This is an ongoing article where I explore a core functionality provided by d3: selections and data binding. Why? I realized I didn't fully understand how it works and that was limiting the benefit I get from the library. This is more to clarify my thoughts about the topic.
Let's start with the basics:
const sel = select('body')
.selectAll('h2');
The first part of the statement (select('body')
) uses the select
method from d3-selection package. This will return a new selection which is a
javascript function (remember they are also objects) with all the selection
functionality attached to it. By functionality I mean a bunch of functions attached
to this object.
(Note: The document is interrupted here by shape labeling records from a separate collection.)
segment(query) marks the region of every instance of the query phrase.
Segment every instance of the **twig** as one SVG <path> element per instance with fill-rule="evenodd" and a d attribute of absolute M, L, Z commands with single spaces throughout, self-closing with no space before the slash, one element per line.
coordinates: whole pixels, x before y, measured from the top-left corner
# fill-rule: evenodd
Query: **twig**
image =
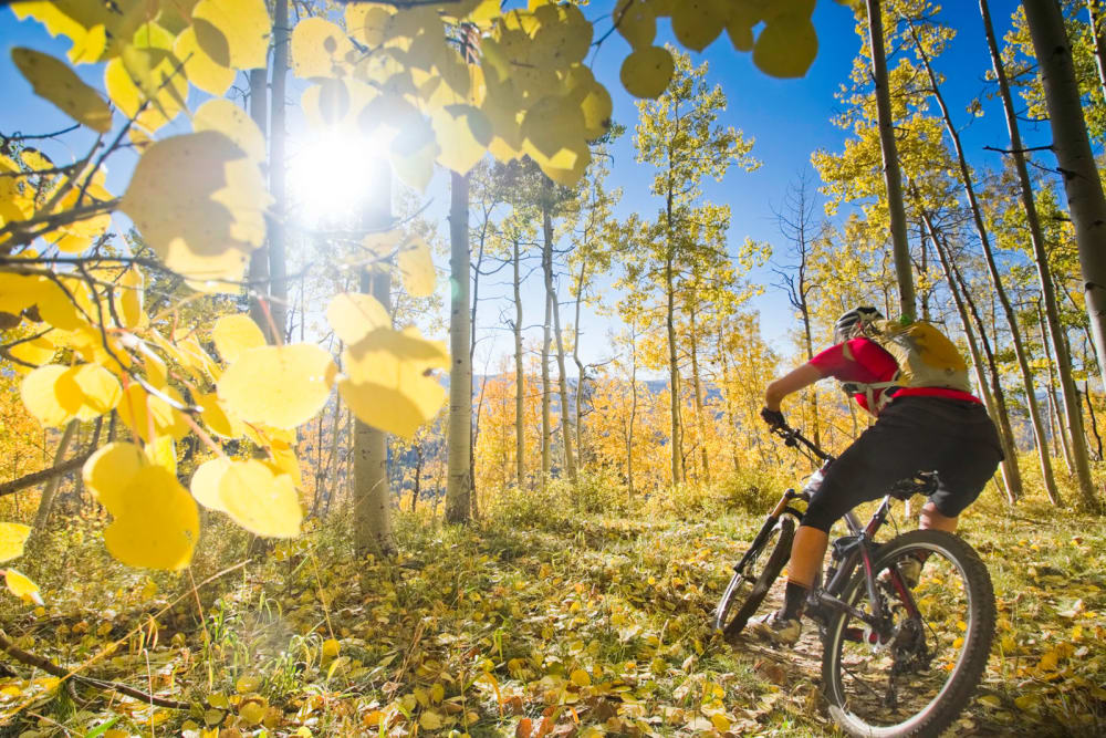
<path fill-rule="evenodd" d="M 14 495 L 15 492 L 27 489 L 28 487 L 34 487 L 35 485 L 41 485 L 44 481 L 53 479 L 54 477 L 60 477 L 66 475 L 70 471 L 79 469 L 88 457 L 95 453 L 96 449 L 90 448 L 84 454 L 77 454 L 71 459 L 66 459 L 61 464 L 54 465 L 49 469 L 42 469 L 40 471 L 34 471 L 29 475 L 24 475 L 19 479 L 12 479 L 11 481 L 6 481 L 0 485 L 0 497 L 7 497 L 8 495 Z"/>
<path fill-rule="evenodd" d="M 188 703 L 179 703 L 176 699 L 166 699 L 165 697 L 156 697 L 154 695 L 146 694 L 142 689 L 135 689 L 134 687 L 128 687 L 125 684 L 119 684 L 118 682 L 105 682 L 103 679 L 96 679 L 91 676 L 82 676 L 79 674 L 72 674 L 67 669 L 54 664 L 48 658 L 38 656 L 35 654 L 29 653 L 19 648 L 13 644 L 8 635 L 0 631 L 0 651 L 3 651 L 9 656 L 20 662 L 21 664 L 27 664 L 28 666 L 33 666 L 34 668 L 42 669 L 46 674 L 56 676 L 59 679 L 74 679 L 82 684 L 86 684 L 91 687 L 97 687 L 100 689 L 111 689 L 119 693 L 121 695 L 126 695 L 128 697 L 134 697 L 135 699 L 140 699 L 144 703 L 149 703 L 152 705 L 157 705 L 158 707 L 169 707 L 177 710 L 191 709 L 191 705 Z"/>
<path fill-rule="evenodd" d="M 204 586 L 206 584 L 209 584 L 209 583 L 216 581 L 217 579 L 220 579 L 222 576 L 226 576 L 227 574 L 230 574 L 231 572 L 238 571 L 239 569 L 242 569 L 243 567 L 246 567 L 248 563 L 250 563 L 250 561 L 247 559 L 246 561 L 241 561 L 241 562 L 234 564 L 233 567 L 228 567 L 227 569 L 223 569 L 220 572 L 216 572 L 215 574 L 211 574 L 206 580 L 204 580 L 202 582 L 200 582 L 199 586 Z M 160 610 L 158 610 L 156 613 L 154 613 L 153 615 L 150 615 L 150 617 L 153 617 L 153 619 L 160 617 L 161 615 L 164 615 L 165 613 L 167 613 L 173 607 L 176 607 L 177 604 L 181 600 L 185 600 L 188 596 L 190 596 L 192 594 L 192 591 L 194 590 L 189 590 L 188 592 L 185 592 L 184 594 L 177 596 L 176 599 L 173 600 L 173 602 L 170 602 L 169 604 L 165 605 L 164 607 L 161 607 Z M 62 668 L 62 667 L 53 664 L 52 662 L 49 662 L 45 658 L 42 658 L 41 656 L 35 656 L 34 654 L 29 654 L 27 652 L 19 651 L 18 648 L 14 647 L 14 645 L 11 644 L 10 641 L 7 640 L 7 637 L 4 636 L 4 634 L 3 634 L 2 631 L 0 631 L 0 649 L 6 651 L 7 653 L 11 654 L 12 657 L 15 657 L 18 659 L 19 657 L 15 656 L 14 653 L 12 653 L 12 649 L 14 648 L 15 652 L 18 652 L 20 654 L 24 654 L 25 656 L 35 659 L 35 663 L 30 663 L 30 662 L 23 662 L 23 663 L 27 663 L 27 664 L 32 665 L 32 666 L 38 666 L 42 671 L 48 672 L 50 674 L 54 674 L 54 672 L 51 672 L 50 669 L 48 669 L 46 666 L 44 666 L 44 664 L 49 665 L 51 668 L 59 669 L 61 672 L 61 674 L 55 674 L 55 676 L 58 676 L 58 678 L 60 678 L 62 682 L 65 682 L 67 679 L 79 679 L 81 682 L 84 682 L 85 684 L 90 684 L 92 686 L 100 687 L 102 689 L 114 689 L 114 690 L 116 690 L 116 692 L 118 692 L 121 694 L 124 694 L 124 695 L 127 695 L 127 696 L 131 696 L 131 697 L 136 697 L 137 699 L 142 699 L 143 701 L 152 701 L 153 700 L 155 705 L 158 705 L 160 707 L 171 707 L 174 709 L 191 709 L 191 705 L 188 705 L 186 703 L 177 703 L 177 701 L 174 701 L 174 700 L 164 699 L 161 697 L 154 697 L 153 695 L 147 695 L 146 693 L 144 693 L 142 690 L 133 689 L 132 687 L 128 687 L 125 684 L 117 684 L 115 682 L 104 682 L 102 679 L 95 679 L 95 678 L 83 676 L 83 675 L 79 674 L 79 672 L 81 672 L 82 669 L 88 668 L 90 666 L 92 666 L 96 662 L 101 661 L 105 656 L 108 656 L 108 655 L 115 653 L 116 648 L 118 648 L 121 645 L 123 645 L 127 641 L 127 638 L 129 638 L 132 635 L 134 635 L 135 633 L 137 633 L 138 631 L 140 631 L 142 627 L 143 626 L 139 625 L 138 627 L 131 628 L 131 631 L 128 631 L 126 634 L 124 634 L 123 637 L 116 638 L 115 642 L 113 642 L 113 643 L 104 646 L 103 648 L 101 648 L 100 653 L 97 653 L 95 656 L 93 656 L 88 661 L 84 662 L 83 664 L 80 664 L 76 668 L 74 668 L 72 671 L 69 671 L 69 672 L 66 672 L 64 668 Z M 20 661 L 22 661 L 22 659 L 20 659 Z M 13 709 L 9 710 L 4 715 L 3 720 L 10 720 L 20 710 L 24 709 L 25 707 L 28 707 L 29 705 L 31 705 L 33 701 L 34 701 L 34 698 L 32 697 L 31 699 L 28 699 L 28 700 L 23 701 L 21 705 L 19 705 L 17 707 L 14 707 Z M 173 703 L 173 704 L 171 705 L 161 704 L 163 701 L 164 703 Z M 4 721 L 0 720 L 0 725 L 4 725 Z"/>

Exploring the selection object returned is informative.
It is important to stop here for a second and review what constructs Mike is using to provide this functionality. He has a wonderful article that covers this. I am going to go over it with my own words.
He uses a "configurable" function that returns another function. The inner function has access to all the config parameters we pass to the configurable function (via a closure). This function he returns, has functionality attached (setter/getter methods). Each of those "methods" return the function itself. Thanks to that we can chain calls together.
Let's build a simple example that encapsulates the logic to add two numbers to solidify these concepts.
function calculator(opts={}) {
let {x = 0, y = 0} = opts;
function engine() {
return x+y;
}
engine.x = function (value) {
if (!arguments.length) return x;
x = value;
return engine;
}
engine.y = function (value) {
if (!arguments.length) return y;
y = value;
return engine;
}
return engine;
}
Let's use that new piece of code we have just created. First, we call our new functions
and provide the two numbers we want to add: c = calculator({x:1, y:2}).
When we
execute the function, we assign the x and y values from the opts parameter (an object) to
the local variables x and y. After that, we create a function (engine
) that
encapsulates the logic we need (adding two numbers in this case). Then, we attach two setter
and getter functions (methods) to our engine function. This logic checks for the input
parameter (a number) and either sets a new value o returns the addend (x or y). In both cases,
we return the engine function. Because of that, we can do things like:
c.x(100).y(200)() // 300
Excellent. We are ready to move on. Let's bring back the original d3 statement:
const sel = select('body')
.selectAll('h2');
We are chaining another select call (.selectAll('h2')
) but at this
stage, we have already narrowed down the "selection space" to children of the body
element. That's because we are running the selection off of the first selection
result (a selection object).
Now that we have selected the elements we are interested on, we can go ahead and
preform data binding. That's linking our data to the elements we have selected.
We do it by using the property data
from our selection object.
const sel = select('body')
.selectAll('h2')
.data(data);
data
is an array of values. Those values will be assigned to
the selected elements. But, what happens if we have missing elements? Or what
happens if we have more elements than elements in our data array? The data
method in our selection returns an object that knows how to deal with that. It
does so by providing methods (operations) on these different cases.
data()
returns the elements that exist and are linked to our
dataset. That's called the update selection. We can access the other selections
via enter()
and exit()
.
enter()
gives us access to elements that do not exist yet but for
which we have data and exit()
yields elements without data associated
to it. Let's write some code to exercise these concepts.
This is a helper function that executes the data binding and exercises the enter, update, and remove() states:
function basicDataJoin(selector, data) {
const sel = select(selector)
.selectAll('span')
.data(data);
sel.text(d => d)
.attr('class', 'update');
sel.enter()
.append('span')
.text(d => d)
.attr('class', 'enter');
sel.exit().remove();
}
Now, let's run basicDataJoin('#numbers_example_1', ['a', 'b',
'c']);
. New elements have the salmon
color and new elements use dark red.
Excellent, all our new elements are there and they are properly bind to our data. Let's now call the same function twice so we exercise the enter and remove states:
basicDataJoin('#numbers_example_2', ['a', 'b', 'c']);
basicDataJoin('#numbers_example_2', ['a', 'x', 'y']);
And we get:
That may look strange to you. It seems those are existing letters/data? What is happening here is that the first element is assigned to the first datum, the second element to the second datum and so on. We are joining by index. But d3 provides alternatives to perform this binding. We can provide a function that evaluates on each element we select. The value returned by that function is what we will use to join the elements and datums. Let's write another helper function:
function advanceDataJoin(selector, data) {
const f = (d) => d.letter;
const sel = select(selector).selectAll('span').data(data, f);
sel.text(f)
.attr('class', 'update');
sel.enter()
.append('span')
.text(f)
.attr('class', 'enter');
sel.exit().remove();
}
Let's run that now like this:
advanceDataJoin('#numbers_example_3', [ {letter: 'a'}, {letter:'b'} ]);
advanceDataJoin('#numbers_example_3', [
{letter:'b'}, {letter: 'c'}
]);
And that's what we wanted. Now, after the second call, a is gone b is part of the update selection and c is part of the enter selection.